Abstract-In order to provide high system resilience, it is important to understand the nature of the faults that occur in the field. This study analyzes fault rates from a production system that has been monitored for five years, capturing data for the entire operational lifetime of the system. The data show that devices in this system did not show any sign of aging during the monitoring period, suggesting that the lifetime of a system may be longer than five years. In DRAM, the relative incidence of fault modes changed insignificantly over the system's lifetime: the relative rate of each fault mode at the end of the system's lifetime was within 1.4 percentage point of the rate observed during the first year. SRAM caches in the system exhibited different fault modes including cache-way fault and single-bit faults. Overall, this study provides insights on how fault modes and types in a system evolve over the system's lifetime.
I. INTRODUCTION
The key to designing and improving a reliable system is to first understand the nature of faults and errors that will occur. One way to do this is to study the faults occurring in current production systems. Server architects, system designers, and data center administrators can use insights obtained from such a study to improve the resilience of future systems by identifying new issues and developing stronger mitigation techniques, operational policies, and application designs.
Unfortunately, investigating fault and error characteristics on operational production systems is often challenging. First, obtaining recent and statistically significant field data is difficult. Often field data are not released or are collected only for short periods -limiting the possibility to perform statistically sound analysis. Second, collecting, storing, and managing the large amount of data produced by large-scale production systems requires a non-trivial effort. Finally, accurate interpretation of collected data is difficult because of the complexity of the system architectures under investigation and the interaction among different factors responsible for faults.
To address these challenges, this paper presents an analysis of DRAM and SRAM faults occurring in a production environment. Data used in this study were collected over the five-year operational lifetime of the Cielo supercomputer, an 8,500 compute node supercomputer at Los Alamos National Laboratory. Our study examines corrected errors that occurred in the main memory (DRAM) and CPU structures (SRAM). To our knowledge, this is the first study that captures data collected over the entire operational life of a system. Such data provide insights on the evolution of faults in a system, and is a good indicator of overall system reliability over time. The results of our study can inform future decisions about the architecture, design, operation and decommissioning of leadership-class systems and data centers.
The specific findings of this paper are:
• There was no observed sign of an increase in fault rate during the operational lifetime of the Cielo supercomputer.

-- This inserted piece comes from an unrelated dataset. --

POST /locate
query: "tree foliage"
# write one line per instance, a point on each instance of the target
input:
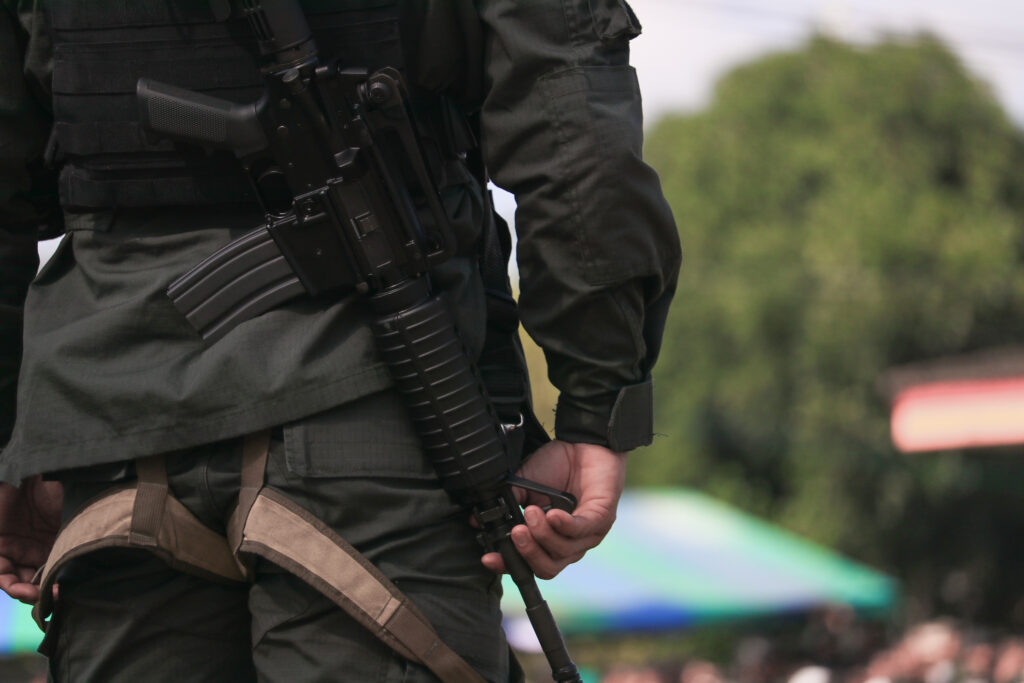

This suggests that the operational lifetime of the processors and memory used in Cielo may be longer than five years.
• The type of DRAM faults experienced by the system changes substantially during the second year of operational lifetime, shifting from primarily permanent faults to primarily transient faults.

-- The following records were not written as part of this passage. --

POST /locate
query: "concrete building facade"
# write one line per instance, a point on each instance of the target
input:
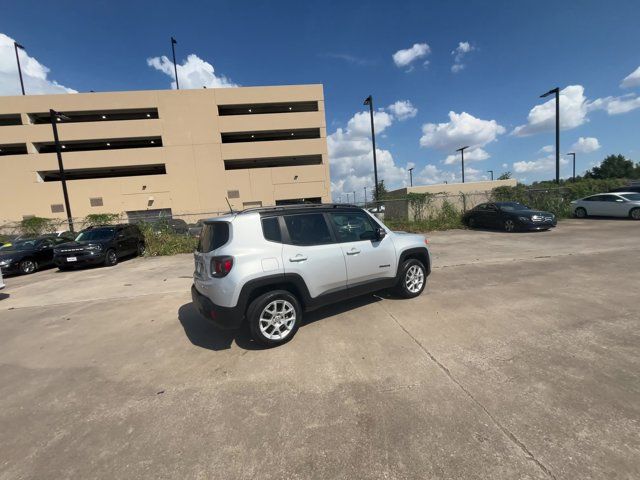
(160, 152)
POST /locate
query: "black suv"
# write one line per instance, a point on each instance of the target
(100, 245)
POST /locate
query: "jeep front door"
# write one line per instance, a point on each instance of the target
(368, 257)
(311, 253)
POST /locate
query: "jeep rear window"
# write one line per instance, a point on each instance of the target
(214, 235)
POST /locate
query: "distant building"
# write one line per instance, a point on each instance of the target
(164, 152)
(462, 196)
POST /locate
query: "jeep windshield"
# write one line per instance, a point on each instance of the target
(97, 234)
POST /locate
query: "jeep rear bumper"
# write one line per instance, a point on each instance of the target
(222, 317)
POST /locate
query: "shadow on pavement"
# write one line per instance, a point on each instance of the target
(205, 335)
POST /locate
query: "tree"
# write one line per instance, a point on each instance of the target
(381, 193)
(614, 166)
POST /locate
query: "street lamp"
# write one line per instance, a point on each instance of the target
(174, 42)
(461, 150)
(17, 46)
(56, 117)
(574, 164)
(369, 101)
(556, 91)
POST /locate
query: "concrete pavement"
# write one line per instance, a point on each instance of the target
(521, 360)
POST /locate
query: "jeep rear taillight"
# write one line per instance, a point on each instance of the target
(221, 266)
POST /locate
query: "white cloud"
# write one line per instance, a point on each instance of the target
(616, 105)
(351, 155)
(459, 53)
(403, 109)
(193, 73)
(475, 155)
(632, 80)
(34, 74)
(544, 164)
(547, 149)
(586, 145)
(404, 58)
(573, 113)
(462, 129)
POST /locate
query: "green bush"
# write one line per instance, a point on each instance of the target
(100, 219)
(37, 226)
(161, 240)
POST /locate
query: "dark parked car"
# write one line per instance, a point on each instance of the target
(100, 245)
(509, 216)
(630, 188)
(28, 256)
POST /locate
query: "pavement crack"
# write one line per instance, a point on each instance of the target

• The DRAM fault modes experienced by the system does not change significantly over the system's lifetime. The incidence of each fault mode in the final year of system operation is within 1.4 percentage points of the incidence of that fault mode during the first year of operation.
• SRAM caches in the system experienced multi-bit way faults. However, the rate of these faults are exceptionally low when compared to the rate of single-bit faults. The rest of this paper is organized as follows. Section II defines the terminology used in this paper. Section III describes the system configurations of Cielo. Section IV describes our experimental setup. Section VI and VII present the fault analysis results along with the insights we observed from DRAM and SRAM structures in the system respectively. Section VIII discusses the related work. Finally, Section IX concludes this paper.
II. TERMINOLOGY
In this paper, we distinguish between faults and errors as follows [2] :
• A fault is a state corruption in a memory system where one or more bits become corrupted, for instance due to hardware defects or particle strikes.

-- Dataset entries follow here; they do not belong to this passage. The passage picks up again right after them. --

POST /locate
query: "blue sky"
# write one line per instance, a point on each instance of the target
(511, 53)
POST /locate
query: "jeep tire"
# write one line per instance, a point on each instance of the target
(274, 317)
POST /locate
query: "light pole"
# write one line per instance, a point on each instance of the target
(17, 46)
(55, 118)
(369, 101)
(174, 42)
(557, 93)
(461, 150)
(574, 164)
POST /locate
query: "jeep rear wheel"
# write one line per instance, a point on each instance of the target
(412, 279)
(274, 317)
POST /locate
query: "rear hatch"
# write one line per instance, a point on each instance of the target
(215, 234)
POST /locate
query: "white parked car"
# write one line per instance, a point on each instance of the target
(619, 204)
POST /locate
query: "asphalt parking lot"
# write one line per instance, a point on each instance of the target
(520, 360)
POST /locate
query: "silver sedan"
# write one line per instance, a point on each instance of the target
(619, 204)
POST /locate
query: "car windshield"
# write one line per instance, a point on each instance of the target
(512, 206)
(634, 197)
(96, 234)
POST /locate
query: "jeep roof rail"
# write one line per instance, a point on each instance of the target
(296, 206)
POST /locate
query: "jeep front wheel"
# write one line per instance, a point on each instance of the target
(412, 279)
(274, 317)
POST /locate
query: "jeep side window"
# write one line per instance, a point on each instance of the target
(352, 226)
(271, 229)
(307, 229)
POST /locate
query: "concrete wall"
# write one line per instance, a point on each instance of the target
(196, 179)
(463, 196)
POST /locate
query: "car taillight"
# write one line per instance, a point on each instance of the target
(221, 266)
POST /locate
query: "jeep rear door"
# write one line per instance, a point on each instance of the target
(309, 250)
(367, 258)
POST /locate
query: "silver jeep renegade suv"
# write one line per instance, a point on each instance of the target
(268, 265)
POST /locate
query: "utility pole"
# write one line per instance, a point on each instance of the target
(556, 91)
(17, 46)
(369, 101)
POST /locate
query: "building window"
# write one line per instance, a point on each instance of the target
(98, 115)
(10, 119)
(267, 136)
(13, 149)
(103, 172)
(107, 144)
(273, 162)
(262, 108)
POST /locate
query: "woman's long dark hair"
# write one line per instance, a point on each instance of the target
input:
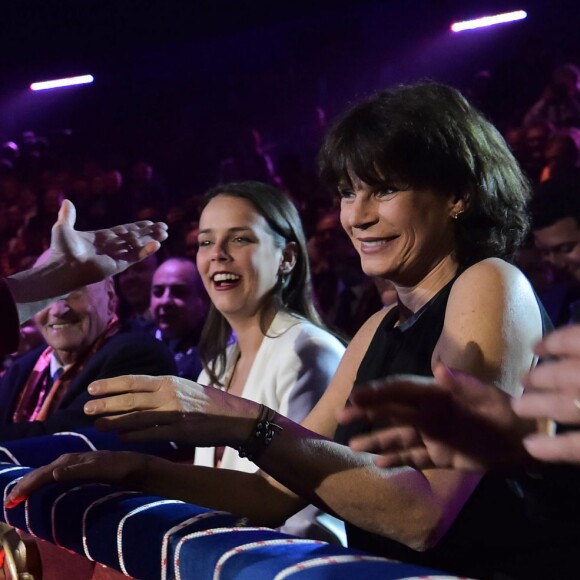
(427, 135)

• When a faulty bit is accessed, the outcome of that access is called an error. Errors may be detected and possibly corrected by higher level mechanisms such as parity or error correcting codes (ECC). They may also go uncorrected, or in the worst case, completely undetected. Hardware faults can further be classified as:
• Transient faults, which cause incorrect data to be read from a memory location until the location is overwritten with correct data. These faults occur randomly and are not indicative of device damage [3] . Particle-induced upsets (soft errors), which have been extensively studied in the literature [3] [18], are one type of transient fault.
• Hard faults, which cause a memory location to consistently return an incorrect value (e.g., a stuck-at-0 fault). Generally, hard faults can be repaired only by disabling the component in question or by replacing the faulty device [5] .
• Intermittent faults, which cause a memory location to sometimes return incorrect values. Unlike hard faults, intermittent faults occur only under specific conditions such as elevated temperature [4] . Unlike transient faults, however, an intermittent fault is indicative of device damage or malfunction. Distinguishing a hard fault from an intermittent fault in a running system requires knowing the exact memory access pattern to determine whether a memory location returns the wrong data on every access. In practice, this is impossible in a large-scale field study such as ours. Therefore, we group intermittent and hard faults together in a category of permanent faults.
III. SYSTEM CONFIGURATION
Our study comprises data from Cielo, a decommissioned production system located at Los Alamos National Laboratory, New Mexico Our data collection process started during June 2011, Cielo's third month of operation, and lasted until the system was decommissioned in April 2016. Cielo contained 8,500 compute nodes. Each node contained two 8-core AMD Opteron TM processors based on 45-nm process technology. Each processor had eight 32KB L1 data caches, eight 512KB L2 caches, and one 12MB L3 cache. Each node had eight 4GB DDR-3 registered DIMMs for a total of 32GB of DRAM.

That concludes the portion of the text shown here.